Ringfort (Rath), Liscoyle, Co. Galway
Co. Galway |
Ringforts
Sitting quietly on a low hill in the pastureland of Liscoyle, this circular earthwork is easy to read wrongly as a natural feature of the landscape.
It is not. What appears to be a gentle rise is in fact a rath, an early medieval ringfort, its concentric banks and ditches engineered to enclose and protect a farmstead, most likely sometime between the sixth and tenth centuries.
The structure is a bivallate rath, meaning it was defended by two banks rather than the single bank more commonly encountered across Ireland. Between those banks runs a fosse, the ditch excavated to provide the material for raising the banks above it. At around 45 metres in diameter, the enclosure is roughly typical for a site of this type.

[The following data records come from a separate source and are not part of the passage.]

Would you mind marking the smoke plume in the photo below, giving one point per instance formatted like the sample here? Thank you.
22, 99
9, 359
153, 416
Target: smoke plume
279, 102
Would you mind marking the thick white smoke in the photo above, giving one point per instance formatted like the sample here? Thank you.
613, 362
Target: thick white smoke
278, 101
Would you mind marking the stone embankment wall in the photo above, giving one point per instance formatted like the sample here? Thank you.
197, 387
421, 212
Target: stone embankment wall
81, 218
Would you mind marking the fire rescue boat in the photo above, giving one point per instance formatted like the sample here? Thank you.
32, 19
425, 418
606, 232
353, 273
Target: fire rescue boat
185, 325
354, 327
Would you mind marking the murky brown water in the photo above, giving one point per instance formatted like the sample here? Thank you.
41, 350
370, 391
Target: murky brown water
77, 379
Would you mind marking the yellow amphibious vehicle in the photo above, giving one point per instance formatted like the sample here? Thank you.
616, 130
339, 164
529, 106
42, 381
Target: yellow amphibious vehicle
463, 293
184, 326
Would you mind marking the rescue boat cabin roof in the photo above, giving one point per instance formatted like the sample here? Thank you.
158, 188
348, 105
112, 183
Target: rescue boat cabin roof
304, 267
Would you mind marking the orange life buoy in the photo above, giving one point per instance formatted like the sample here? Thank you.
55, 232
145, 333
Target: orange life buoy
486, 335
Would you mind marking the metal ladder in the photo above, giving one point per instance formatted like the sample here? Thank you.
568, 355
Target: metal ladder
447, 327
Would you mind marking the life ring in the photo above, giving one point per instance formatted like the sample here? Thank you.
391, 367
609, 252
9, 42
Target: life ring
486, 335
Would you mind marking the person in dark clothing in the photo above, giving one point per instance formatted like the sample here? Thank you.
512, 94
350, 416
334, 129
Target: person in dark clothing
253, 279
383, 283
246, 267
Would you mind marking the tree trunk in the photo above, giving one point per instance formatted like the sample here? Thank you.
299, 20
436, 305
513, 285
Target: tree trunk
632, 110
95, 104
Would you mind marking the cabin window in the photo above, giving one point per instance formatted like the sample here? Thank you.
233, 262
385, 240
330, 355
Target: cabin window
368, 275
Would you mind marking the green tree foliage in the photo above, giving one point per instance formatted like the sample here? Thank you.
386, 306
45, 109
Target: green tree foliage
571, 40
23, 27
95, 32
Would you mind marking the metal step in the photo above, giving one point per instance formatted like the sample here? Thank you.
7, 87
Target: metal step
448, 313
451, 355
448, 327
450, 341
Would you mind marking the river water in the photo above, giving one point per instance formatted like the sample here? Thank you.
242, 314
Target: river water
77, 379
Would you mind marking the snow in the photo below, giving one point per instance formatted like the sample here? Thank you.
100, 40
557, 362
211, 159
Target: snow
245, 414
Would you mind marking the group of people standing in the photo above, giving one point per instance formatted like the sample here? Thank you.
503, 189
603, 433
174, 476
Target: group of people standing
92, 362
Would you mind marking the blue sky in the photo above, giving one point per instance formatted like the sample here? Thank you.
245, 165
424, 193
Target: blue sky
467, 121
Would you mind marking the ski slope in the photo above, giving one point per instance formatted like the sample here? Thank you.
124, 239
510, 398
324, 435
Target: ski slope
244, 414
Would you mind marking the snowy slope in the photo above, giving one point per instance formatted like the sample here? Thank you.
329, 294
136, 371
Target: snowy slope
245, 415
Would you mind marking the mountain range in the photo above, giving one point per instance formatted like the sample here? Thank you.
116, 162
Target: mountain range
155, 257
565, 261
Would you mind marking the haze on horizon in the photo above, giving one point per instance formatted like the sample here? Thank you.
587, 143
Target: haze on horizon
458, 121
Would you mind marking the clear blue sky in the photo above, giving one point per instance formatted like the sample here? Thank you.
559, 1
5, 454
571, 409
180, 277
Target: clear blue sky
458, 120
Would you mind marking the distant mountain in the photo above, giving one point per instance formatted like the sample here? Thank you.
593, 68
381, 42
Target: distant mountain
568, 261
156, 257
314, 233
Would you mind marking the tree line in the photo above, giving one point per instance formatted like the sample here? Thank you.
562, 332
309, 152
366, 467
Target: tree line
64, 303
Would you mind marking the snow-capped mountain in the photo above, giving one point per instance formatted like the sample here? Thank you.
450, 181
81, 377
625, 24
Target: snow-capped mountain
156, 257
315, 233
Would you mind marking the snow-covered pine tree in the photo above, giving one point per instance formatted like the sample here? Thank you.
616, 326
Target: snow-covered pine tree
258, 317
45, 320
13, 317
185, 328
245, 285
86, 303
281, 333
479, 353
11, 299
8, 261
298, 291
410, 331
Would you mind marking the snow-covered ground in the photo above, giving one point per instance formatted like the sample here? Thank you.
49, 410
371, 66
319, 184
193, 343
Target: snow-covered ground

The inner bank and its accompanying fosse remain visible all the way around the circuit, which is a reasonable state of preservation for a monument that has been sitting in a working agricultural landscape for well over a thousand years. The outer bank has fared less well; it can be traced from the south-south-east, continuing west and around to the north-west, but from the north-north-west to the north-north-east it has been absorbed into a later field boundary, the kind of incremental loss that erases ringforts gradually rather than all at once. A gap approximately five metres wide at the south-south-east may mark the original entrance to the enclosure, though this is not certain.